Honored for her work in "Tangerine," Taylor took home the Film Independent Spirit Award for Best Supporting Female. It marked the culmination of a lengthy awards season for the movie, whose distributor, Magnolia Pictures, staged a low-key Oscar campaign that also garnered Taylor a Gotham Award for Breakthrough Actor.


At the Independent Spirit Awards, which recognize American movies made for less than $20 million, Taylor was up against Robin Bartlett (“H.”), Jennifer Jason Leigh (“Anomalisa”), Marin Ireland (“Glass Chin”) and Cynthia Nixon (“James White”). Her co-star, Kitana Kiki Rodriguez, was nominated for Best Female Lead, but lost to Brie Larson ("Room").

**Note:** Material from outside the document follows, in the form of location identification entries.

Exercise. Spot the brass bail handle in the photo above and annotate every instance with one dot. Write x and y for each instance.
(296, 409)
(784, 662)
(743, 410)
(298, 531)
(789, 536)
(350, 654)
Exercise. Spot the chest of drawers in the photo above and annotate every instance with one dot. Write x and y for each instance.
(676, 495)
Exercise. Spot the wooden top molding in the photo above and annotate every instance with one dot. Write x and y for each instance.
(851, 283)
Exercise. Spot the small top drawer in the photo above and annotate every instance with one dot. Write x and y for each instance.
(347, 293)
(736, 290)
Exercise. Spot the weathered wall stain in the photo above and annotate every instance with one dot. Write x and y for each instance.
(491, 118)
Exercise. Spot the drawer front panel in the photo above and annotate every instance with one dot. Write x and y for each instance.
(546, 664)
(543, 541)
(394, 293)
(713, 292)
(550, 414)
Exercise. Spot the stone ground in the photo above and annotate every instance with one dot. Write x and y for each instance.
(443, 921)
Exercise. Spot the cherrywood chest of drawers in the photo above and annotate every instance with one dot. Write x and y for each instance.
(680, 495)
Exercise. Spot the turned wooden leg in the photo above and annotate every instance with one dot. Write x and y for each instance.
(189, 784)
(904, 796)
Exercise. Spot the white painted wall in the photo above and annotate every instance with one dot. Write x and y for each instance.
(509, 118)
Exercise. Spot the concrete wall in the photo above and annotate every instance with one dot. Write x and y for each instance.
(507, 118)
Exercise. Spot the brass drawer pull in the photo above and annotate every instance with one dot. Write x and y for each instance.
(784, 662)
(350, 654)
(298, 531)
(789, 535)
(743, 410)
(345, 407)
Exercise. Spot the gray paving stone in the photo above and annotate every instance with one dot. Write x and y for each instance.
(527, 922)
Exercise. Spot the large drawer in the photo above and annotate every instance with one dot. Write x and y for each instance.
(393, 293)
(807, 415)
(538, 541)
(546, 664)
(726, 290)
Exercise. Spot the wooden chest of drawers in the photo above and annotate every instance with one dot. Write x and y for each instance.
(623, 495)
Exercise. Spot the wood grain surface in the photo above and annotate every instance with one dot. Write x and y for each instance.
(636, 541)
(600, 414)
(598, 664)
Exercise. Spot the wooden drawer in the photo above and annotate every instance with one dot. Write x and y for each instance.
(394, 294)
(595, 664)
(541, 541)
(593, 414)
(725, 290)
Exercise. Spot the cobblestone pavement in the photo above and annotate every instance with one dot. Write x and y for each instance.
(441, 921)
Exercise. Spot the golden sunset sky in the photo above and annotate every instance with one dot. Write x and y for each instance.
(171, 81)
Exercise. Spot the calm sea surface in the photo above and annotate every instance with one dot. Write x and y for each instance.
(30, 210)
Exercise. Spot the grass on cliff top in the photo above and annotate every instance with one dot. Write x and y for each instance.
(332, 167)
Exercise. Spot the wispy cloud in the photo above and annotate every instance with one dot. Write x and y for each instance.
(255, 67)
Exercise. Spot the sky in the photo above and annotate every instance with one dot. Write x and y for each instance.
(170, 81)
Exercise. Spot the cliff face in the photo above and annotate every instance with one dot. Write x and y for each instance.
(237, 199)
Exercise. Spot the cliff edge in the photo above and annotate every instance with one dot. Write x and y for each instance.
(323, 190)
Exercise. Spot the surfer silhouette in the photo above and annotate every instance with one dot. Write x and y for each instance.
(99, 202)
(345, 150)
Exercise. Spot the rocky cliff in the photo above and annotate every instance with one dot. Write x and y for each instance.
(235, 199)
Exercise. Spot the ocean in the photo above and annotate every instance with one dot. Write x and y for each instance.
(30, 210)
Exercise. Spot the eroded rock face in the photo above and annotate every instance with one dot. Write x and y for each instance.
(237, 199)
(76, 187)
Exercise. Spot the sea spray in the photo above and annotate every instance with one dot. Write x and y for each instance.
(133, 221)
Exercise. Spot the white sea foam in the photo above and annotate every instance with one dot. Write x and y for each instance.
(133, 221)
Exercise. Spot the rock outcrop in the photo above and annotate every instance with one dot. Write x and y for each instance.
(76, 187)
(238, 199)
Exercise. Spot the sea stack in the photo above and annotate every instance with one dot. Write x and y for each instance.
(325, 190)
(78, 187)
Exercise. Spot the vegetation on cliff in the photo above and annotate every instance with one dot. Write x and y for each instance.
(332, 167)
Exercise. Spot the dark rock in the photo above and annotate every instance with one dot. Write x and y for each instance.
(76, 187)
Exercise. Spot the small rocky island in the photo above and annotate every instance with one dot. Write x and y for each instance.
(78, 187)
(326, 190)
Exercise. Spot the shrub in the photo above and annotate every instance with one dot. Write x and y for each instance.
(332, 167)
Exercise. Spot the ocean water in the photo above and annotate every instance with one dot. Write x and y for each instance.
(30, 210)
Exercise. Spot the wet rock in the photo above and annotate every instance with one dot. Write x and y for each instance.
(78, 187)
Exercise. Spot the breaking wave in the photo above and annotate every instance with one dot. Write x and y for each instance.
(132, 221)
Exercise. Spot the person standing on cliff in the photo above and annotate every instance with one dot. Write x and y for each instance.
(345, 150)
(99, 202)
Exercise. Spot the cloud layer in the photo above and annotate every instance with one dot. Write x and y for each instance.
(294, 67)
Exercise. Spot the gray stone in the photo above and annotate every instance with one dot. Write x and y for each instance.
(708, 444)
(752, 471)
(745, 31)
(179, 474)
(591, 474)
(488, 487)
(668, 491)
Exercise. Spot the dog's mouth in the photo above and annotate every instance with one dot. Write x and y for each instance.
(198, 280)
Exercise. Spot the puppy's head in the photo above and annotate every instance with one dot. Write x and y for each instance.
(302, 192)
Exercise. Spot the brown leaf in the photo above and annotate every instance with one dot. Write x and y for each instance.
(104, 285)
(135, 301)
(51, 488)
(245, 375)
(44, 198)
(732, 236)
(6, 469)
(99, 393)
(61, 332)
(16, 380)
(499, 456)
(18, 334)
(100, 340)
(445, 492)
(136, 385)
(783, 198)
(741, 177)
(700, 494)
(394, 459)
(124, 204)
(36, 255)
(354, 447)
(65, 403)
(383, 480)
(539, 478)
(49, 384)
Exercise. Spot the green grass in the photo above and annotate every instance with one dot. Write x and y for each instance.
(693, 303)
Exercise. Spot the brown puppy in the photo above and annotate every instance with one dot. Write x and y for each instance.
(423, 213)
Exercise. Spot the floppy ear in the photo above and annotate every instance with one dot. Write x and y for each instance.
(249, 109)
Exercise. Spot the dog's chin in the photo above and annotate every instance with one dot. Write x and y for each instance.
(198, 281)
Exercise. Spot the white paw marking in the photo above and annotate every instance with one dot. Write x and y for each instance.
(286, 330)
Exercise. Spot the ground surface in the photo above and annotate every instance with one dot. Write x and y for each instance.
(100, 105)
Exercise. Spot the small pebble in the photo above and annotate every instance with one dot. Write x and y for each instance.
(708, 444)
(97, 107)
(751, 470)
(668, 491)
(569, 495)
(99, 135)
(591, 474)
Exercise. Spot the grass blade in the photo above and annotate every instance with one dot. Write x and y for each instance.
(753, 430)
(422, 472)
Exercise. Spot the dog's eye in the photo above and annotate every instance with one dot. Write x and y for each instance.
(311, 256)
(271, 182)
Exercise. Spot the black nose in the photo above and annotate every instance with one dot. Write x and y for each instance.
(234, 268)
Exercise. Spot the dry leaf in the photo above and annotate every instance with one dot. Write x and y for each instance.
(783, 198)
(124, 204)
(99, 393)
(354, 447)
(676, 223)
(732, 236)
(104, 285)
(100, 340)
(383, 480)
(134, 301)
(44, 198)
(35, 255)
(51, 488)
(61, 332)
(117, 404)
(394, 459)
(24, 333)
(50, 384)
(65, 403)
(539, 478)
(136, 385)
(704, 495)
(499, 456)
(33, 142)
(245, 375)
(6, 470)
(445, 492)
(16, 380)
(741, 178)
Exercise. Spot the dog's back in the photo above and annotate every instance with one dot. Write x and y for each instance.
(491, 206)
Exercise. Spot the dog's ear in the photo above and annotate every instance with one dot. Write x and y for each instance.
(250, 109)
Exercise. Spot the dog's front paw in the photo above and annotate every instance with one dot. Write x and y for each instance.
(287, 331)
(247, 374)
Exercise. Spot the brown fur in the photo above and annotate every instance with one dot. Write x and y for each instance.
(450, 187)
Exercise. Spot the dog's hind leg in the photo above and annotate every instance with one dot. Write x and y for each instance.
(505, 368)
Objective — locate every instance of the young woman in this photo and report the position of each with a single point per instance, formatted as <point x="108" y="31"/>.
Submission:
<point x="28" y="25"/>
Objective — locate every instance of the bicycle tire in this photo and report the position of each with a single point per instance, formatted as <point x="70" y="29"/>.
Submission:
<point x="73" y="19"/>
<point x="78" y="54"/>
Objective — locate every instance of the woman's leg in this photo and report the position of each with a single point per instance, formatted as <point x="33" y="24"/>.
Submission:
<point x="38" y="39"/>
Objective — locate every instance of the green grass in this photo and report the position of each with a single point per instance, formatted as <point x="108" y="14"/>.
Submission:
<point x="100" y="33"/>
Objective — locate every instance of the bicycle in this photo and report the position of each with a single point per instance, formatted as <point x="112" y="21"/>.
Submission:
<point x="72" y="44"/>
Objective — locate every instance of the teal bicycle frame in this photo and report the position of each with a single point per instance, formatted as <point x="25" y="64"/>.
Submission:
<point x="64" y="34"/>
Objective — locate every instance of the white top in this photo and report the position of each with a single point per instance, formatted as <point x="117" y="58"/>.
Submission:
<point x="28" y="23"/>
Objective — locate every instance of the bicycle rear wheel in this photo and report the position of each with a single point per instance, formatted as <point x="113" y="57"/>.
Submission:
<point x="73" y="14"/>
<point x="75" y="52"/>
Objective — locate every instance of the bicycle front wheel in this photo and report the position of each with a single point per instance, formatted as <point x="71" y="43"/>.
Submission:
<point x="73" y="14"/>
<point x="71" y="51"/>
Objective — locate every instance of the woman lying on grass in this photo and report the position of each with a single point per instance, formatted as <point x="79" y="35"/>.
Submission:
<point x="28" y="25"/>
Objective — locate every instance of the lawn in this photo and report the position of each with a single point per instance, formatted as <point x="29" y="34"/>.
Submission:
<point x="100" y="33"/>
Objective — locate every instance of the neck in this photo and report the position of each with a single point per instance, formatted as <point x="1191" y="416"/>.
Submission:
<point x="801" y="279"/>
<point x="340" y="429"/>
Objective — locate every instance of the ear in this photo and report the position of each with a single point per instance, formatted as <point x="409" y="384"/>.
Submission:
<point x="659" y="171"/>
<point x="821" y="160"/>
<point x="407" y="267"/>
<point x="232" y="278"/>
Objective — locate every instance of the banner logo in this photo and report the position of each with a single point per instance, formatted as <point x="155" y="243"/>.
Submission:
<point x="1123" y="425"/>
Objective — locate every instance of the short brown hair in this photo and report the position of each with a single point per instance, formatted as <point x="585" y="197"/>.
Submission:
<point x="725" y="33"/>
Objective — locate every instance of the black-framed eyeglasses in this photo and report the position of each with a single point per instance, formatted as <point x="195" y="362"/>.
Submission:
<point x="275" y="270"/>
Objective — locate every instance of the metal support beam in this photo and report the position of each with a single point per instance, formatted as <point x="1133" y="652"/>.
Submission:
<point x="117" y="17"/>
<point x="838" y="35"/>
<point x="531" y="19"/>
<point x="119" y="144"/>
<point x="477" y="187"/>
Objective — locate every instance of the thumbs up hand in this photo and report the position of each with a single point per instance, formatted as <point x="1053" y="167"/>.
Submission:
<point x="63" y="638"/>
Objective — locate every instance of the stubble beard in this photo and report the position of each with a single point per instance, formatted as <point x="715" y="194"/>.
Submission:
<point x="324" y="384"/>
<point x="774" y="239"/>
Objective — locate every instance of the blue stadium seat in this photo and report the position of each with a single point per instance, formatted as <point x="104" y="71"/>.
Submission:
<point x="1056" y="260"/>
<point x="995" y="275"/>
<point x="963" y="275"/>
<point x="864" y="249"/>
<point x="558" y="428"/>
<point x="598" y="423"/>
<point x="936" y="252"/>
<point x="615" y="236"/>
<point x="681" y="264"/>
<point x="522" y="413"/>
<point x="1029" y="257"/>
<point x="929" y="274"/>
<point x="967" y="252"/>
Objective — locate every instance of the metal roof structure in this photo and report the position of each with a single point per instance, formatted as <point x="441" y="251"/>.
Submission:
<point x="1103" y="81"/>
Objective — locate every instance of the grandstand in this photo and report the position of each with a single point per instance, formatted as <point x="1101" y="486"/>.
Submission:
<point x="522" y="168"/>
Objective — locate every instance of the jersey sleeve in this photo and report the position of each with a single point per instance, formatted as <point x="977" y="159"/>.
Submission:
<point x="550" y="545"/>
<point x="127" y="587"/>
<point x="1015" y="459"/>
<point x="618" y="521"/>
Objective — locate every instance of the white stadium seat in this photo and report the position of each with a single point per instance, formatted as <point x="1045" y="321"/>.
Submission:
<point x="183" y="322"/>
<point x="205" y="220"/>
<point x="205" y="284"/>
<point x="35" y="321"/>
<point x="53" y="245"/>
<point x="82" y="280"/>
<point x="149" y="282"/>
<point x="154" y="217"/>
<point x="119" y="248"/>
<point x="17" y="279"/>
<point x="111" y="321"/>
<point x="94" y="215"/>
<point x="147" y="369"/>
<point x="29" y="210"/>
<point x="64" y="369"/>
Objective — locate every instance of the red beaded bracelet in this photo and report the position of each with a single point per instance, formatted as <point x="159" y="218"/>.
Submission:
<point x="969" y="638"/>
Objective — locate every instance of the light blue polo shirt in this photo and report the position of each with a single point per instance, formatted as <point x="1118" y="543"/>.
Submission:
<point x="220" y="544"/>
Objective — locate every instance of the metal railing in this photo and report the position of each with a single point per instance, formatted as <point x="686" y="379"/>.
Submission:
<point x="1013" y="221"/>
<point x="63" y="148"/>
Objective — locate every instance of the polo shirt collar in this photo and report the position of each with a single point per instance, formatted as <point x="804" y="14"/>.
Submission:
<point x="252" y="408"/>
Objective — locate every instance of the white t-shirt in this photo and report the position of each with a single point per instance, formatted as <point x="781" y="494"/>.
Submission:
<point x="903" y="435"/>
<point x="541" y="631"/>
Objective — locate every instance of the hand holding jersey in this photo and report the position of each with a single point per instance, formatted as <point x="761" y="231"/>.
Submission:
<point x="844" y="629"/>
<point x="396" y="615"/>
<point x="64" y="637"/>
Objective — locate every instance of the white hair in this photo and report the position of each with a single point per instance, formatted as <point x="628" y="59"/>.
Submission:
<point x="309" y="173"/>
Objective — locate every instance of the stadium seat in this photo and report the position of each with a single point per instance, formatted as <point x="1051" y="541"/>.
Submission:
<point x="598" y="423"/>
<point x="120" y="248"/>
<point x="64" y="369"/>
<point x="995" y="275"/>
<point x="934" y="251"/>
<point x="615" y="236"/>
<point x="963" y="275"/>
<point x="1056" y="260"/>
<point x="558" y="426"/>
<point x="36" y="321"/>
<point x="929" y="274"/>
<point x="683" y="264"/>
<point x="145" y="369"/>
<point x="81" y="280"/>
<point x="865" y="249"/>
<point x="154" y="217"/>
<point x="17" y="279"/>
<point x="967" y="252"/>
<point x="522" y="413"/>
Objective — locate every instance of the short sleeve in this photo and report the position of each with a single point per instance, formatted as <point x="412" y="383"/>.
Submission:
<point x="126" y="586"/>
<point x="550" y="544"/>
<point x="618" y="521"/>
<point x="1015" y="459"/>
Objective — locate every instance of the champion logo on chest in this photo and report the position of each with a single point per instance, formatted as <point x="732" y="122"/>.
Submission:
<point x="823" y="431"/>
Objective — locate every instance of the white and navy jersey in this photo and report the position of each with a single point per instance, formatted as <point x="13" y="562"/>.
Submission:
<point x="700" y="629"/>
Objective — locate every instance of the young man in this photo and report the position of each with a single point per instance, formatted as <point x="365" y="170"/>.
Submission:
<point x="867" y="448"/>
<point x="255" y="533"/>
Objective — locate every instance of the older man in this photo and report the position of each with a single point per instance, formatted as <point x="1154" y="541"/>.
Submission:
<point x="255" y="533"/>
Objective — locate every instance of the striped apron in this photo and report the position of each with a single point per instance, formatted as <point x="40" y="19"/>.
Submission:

"There is transgender talent," Taylor said during her acceptance speech. "There's very beautiful transgender talent. So, you better get it out there and put it in your next movie."





Taylor, 24, isn't the first transgender performer to earn an Indie Spirit nomination, however. That distinction belongs to Harmony Santana, a 2012 nominee for the drama "Gun Hill Road." Taylor is, however, along with Idris Elba, one of the only black performers to score acting prizes throughout this awards season. (Neither is nominated for an Oscar because #OscarsSoWhite.)


"Tangerine," one of 2015's most memorable indie-film victories, revolves around two transgender sex workers who traverse Los Angeles in pursuit of their pimp. Director Sean Baker shot the movie using iPhones and a shoestring budget. It premiered at last year's Sundance Film Festival and rode a wave of critical plaudits. 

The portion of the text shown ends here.